# “Total Dissolved Solids” - TDS



## Ray (Jan 2, 2022)

I’ll start this with an editorial comment: “Who gives a damn about TDS!”

People buy “TDS meters”, then end up using them to control their fertilizer and additive use, without really understanding what they’re doing. I’ll actually limit that a bit more - orchid growers are guilty of that more than anyone.

There are several facets to the misunderstanding. First is an understanding of what “total dissolved solids” really means.

Don’t get me wrong, I think folks grasp that the units, ppm, or parts-per-million, or milligrams per kilogram just fine and understand that it’s a mass of solute per mass of solution, but the question is, “do they grasp the meaning of the magnitude of it?”. For example, folks talk about keeping the TDS below 200 ppm to make phrags happy. Where did that number come from and what does it really mean?

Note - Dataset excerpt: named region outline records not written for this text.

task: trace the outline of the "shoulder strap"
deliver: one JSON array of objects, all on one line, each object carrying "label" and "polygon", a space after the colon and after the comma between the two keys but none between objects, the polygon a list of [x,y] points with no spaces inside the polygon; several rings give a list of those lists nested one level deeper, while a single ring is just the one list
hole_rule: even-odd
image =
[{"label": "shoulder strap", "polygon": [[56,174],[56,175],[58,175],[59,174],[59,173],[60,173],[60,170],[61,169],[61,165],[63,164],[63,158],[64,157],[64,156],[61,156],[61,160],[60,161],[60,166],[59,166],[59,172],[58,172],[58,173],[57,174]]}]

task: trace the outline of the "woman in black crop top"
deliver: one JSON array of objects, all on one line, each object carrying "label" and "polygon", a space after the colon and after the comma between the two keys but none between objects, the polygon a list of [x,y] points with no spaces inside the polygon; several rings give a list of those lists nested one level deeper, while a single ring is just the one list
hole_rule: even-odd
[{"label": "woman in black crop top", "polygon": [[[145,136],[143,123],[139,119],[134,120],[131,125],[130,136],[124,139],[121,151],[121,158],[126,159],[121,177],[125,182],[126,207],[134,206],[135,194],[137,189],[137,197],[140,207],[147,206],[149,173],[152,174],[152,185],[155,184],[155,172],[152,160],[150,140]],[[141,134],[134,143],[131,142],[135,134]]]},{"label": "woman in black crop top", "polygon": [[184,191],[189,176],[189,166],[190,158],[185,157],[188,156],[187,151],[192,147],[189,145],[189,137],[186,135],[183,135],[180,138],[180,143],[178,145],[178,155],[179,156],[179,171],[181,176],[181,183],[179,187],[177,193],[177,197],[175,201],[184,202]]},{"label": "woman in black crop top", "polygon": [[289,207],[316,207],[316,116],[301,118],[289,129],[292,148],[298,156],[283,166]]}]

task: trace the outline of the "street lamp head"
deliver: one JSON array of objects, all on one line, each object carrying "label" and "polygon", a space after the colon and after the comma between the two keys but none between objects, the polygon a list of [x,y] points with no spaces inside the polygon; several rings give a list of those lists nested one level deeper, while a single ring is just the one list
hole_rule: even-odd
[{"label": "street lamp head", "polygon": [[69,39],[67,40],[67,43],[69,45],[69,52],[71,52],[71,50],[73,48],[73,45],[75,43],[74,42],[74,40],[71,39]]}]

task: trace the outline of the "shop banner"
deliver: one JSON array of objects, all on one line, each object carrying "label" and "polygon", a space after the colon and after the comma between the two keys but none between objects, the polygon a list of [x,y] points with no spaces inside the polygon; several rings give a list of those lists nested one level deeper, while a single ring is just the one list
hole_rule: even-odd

I feed my plants weekly at 100 ppm N (a concentration of nitrogen, not TDS), and many folks do something relatively close to that. They tend to “freak out”, however, when confronted with the fact that the true TDS of a 100 ppm N solution is many multiples of that, varying by the fertilizer formula. 100 ppm N solutions made using MSU WW, MSU RO, & K-Lite, for example, have true TDS levels of 530, 740, & 770 ppm, respectively. My stance is “That’s interesting, but so what?”.

Now let’s throw in the meters themselves, as they are almost worthless.

A TDS meter does not measure the concentration of a solution. It is actually a cheap electrical conductivity (EC) meter to which a built-in “conversion factor” is applied. Some meters even offer a couple of different scales, further lulling people into thinking their measurements are meaningful. The trouble is that the EC/TDS conversion requires a different “factor” for each and every solution to be tested, and the built-in one is often done with a sodium chloride solution, which is nothing like a fertilizer solution.

The EC of a solution is a measure of the flow rate of electrical charges. That flow rate is determined by the charge on each ion (higher charge equals greater EC), the physical size of the ions (bigger ions move more slowly, so contribute less to the EC), and their concentrations, so how can a single “conversion factor” be correct for all solutions? It can’t, and it can be way off - I tested a known, 100 ppm N solution of MSU RO in distilled water using two TDS meters; one gave me a reading of 380, and the other 475, while the true reading was 770 ppm.

Pure water has zero TDS and EC. Let it stand around and absorb carbon dioxide from the air, and the EC increases due to the formation of carbonic acid, so a TDS meter will show an increase in the dissolved solids, too. Let that water evaporate, and the carbon goes with it, leaving you with nothing. Technically, there was a level of dissolved solids (C), but as true TDS is determined by evaporating a know mass of solvent and weighing the residue, we can safely say it was zero.

A KelpMax discussion let to this thread, so let’s look at other additives. All that I can truly say is that anything you add to your solution may affect the conductivity, giving you a “high” TDS reading, but what does it matter? Yes, KelpMax (Kelpak) does increase the EC of a solution, but within the range of recommended dosage, it makes no difference. Epsom Salt is often used to add magnesium to solutions, and it affects the EC, as well, but again, “so what?”, unless you overdo it.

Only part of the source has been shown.